A common-tone modulation occurs when a note in the last chord of the “old key” also exists in the first chord of the “new key.” That common tone acts as a kind of glue that helps the ear make sense of the change.

Here are some examples of common-tone modulations. The modulation occurs between the two chords in bold:

  1. From A major to F major: A  D E  C ||F  Bb  C  F (The note ‘E’ from the E chord is the common tone between E and C)
  2. From A major to C# major: A  D  E  G#7 ||C#  F#  G#  C# (The note G# from the E chord is the common tone between E and G#7)
  3. From A major to G major: A  Bm  C#m  D7  ||G C  D  G (The note D from the D7 chord is the common tone between D7 and G)

Those are just three examples to show you how it works. As mentioned, the benefit of the common tone is that it helps to glue the old key to the new one.

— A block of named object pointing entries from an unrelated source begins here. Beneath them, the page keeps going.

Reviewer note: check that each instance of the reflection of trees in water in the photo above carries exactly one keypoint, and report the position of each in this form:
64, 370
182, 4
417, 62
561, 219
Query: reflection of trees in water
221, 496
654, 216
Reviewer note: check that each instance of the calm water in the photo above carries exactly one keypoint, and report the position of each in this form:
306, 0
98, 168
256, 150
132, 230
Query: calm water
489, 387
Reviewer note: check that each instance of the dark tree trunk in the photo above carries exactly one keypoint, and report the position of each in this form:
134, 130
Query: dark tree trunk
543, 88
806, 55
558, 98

Here are some bits of advice for common-tone modulations:

  1. Keeping the common tone in the melody line improves the smoothness of the modulation.
  2. Try one key for your verse, and a new key for your chorus if you need to give your song a shot of energy. Moving back to the verse key should be a simple matter of doing the modulation in reverse. (Example: Verse: C  Am  F  Dm  G  || Chorus: Eb  Ab  Fm  Bb  Cm  Ab  Bb  G  || [back to verse]
  3. Consider modulation as a solution for singing a duet, where the two voices can’t sing the song in the same key.
  4. As mentioned, be careful with downward-moving modulations. They can sap energy. At the same time, if your song is more complex than a standard garden-variety pop song, you may enjoy the uniqueness of non-standard modulations.
  5. Modulations can come across as trite and corny if they’re done too often, in too many songs. If you use a modulation as a way of injecting something interesting in a song, be careful that you don’t do it again for a while.